The problem with developing cold storage space is it’s considerably more expensive to build than regular warehouses. A cold storage facility needs metal panel walls that are four inches thick, an insulated roof and a massive air conditioning unit. A freezer building needs all that too — plus an insulated floor, Niven said.

“Very few developers are building on spec because of the cost,” he said. “It’s not something you can just jump into. There’s an education process.”

Developing freezer space can cost four times as much as a regular warehouse, Niven said. The costs stifle speculative development, but Bridge has helped show how successful freezer and other food distribution warehouses can be.

In 2014, Bridge acquired a shuttered 55-acre Dominick’s grocery distribution center in suburban Northlake. The firm expanded the center’s existing 135,000-square-foot freezer building to 250,000 square feet on spec. Bridge also tore down the original Dominick’s dry storage facility to make way for a new nearly 600,000-square-foot distribution center.

The development lured companies including candy maker Fannie Mae and third-party logistics firm Frozen Assets Cold Storage, which leases 132,000-square-feet in the freezer building. The logistics center is nearly fully occupied, Niven said.

“There’s definitely demand,” Niven said of cold and freezer storage facilities. “The yield is typically higher (for developers), but there is higher risk because it is more expensive to build.”

Because their product is perishable, food distributors seek space within the market’s urban core, and the closer the better. The growth of food distributors, and their desire for inner-core warehouse space, could change the industrial market’s makeup.

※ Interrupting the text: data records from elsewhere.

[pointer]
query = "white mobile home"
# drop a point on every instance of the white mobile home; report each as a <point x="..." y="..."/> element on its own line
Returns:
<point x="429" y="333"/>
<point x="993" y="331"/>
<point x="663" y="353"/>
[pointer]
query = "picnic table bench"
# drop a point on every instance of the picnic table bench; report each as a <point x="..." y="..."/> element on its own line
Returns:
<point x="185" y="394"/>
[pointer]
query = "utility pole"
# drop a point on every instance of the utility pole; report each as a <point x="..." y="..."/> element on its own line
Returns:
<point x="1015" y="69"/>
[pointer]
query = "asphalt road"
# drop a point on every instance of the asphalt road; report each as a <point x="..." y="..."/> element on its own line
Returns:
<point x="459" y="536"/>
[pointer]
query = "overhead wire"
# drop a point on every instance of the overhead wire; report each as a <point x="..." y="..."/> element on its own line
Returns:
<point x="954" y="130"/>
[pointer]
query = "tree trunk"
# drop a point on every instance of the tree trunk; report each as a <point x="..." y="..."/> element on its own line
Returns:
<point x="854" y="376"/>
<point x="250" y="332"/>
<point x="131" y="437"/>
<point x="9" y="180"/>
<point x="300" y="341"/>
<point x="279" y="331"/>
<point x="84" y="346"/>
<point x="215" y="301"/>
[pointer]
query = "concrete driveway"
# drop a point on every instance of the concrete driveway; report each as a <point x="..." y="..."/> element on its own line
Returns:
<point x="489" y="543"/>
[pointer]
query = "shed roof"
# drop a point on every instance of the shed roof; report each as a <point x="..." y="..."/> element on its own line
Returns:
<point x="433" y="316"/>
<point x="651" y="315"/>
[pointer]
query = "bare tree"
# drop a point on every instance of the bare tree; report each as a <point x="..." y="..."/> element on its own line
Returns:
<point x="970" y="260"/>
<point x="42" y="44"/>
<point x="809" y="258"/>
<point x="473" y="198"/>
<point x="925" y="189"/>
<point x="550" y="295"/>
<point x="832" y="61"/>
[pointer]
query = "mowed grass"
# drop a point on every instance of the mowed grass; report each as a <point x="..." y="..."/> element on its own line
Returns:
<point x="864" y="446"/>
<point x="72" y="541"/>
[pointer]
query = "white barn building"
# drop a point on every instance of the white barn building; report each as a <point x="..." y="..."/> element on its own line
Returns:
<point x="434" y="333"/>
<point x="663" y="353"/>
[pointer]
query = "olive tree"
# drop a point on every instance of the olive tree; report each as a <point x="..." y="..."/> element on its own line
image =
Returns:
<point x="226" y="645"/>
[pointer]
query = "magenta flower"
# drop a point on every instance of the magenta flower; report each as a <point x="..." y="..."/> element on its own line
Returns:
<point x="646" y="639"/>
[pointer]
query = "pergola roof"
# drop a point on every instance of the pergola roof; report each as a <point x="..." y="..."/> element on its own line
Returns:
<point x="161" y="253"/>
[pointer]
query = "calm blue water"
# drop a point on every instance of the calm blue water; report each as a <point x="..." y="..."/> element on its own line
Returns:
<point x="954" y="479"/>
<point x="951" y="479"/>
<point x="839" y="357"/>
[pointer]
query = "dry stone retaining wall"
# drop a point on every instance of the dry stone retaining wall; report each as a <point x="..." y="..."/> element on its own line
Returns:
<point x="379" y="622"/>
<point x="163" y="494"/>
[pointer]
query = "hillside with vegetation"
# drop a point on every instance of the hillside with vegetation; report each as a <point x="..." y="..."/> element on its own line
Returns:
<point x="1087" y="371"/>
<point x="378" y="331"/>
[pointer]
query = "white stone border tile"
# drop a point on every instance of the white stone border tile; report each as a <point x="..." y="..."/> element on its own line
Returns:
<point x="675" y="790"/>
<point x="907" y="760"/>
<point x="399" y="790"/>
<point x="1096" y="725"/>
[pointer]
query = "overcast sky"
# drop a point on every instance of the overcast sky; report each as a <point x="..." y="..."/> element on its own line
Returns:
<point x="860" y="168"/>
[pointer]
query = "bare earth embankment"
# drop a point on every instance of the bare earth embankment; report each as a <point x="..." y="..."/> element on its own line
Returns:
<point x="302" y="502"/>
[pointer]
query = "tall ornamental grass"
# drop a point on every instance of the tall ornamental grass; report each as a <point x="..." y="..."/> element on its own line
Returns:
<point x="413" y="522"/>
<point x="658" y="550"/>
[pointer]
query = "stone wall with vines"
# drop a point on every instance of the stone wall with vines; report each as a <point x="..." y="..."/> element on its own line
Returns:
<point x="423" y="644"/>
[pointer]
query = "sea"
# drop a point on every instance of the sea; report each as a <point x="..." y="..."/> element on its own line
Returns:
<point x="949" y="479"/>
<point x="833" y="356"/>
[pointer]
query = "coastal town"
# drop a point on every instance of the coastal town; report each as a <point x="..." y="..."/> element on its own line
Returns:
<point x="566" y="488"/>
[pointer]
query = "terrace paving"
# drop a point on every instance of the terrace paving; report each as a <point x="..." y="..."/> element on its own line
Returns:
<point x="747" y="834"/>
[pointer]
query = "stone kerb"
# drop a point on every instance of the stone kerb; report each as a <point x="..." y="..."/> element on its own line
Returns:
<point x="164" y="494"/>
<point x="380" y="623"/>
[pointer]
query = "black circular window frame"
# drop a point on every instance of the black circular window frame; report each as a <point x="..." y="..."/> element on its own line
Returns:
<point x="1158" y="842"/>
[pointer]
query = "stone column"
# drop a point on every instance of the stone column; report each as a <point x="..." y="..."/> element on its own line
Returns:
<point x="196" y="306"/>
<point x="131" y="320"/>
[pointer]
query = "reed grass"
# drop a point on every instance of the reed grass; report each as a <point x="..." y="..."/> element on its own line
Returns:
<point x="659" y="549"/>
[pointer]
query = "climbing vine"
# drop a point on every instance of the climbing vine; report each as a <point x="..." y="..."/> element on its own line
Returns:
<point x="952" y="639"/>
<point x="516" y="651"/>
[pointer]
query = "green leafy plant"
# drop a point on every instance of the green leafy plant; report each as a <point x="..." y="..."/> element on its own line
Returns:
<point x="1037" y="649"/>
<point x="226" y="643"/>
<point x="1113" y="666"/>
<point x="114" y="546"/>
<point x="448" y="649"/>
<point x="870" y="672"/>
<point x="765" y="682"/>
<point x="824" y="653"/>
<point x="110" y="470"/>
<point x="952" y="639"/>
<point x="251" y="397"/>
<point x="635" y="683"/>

For one, it has spurred further development in Pullman. The catalyst was Whole Foods’ decision to open a distribution center in the Far South Side neighborhood last year. Now Minnesota-based Ryan Companies is working to build a 400,000-square-foot speculative development in Pullman that’s designed for the growing food industry, according to the NKF report.

Thanks to the increased demand from food companies, rents for urban core facilities will likely rise. That will push out more traditional warehouse users to the outskirts of the market, Livaditis said.

“Food companies are the ones who will pay that premium, because location really benefits them and their supply chain,” he said. “If you’re a company storing widgets, you’re going to go to Bedford Park.”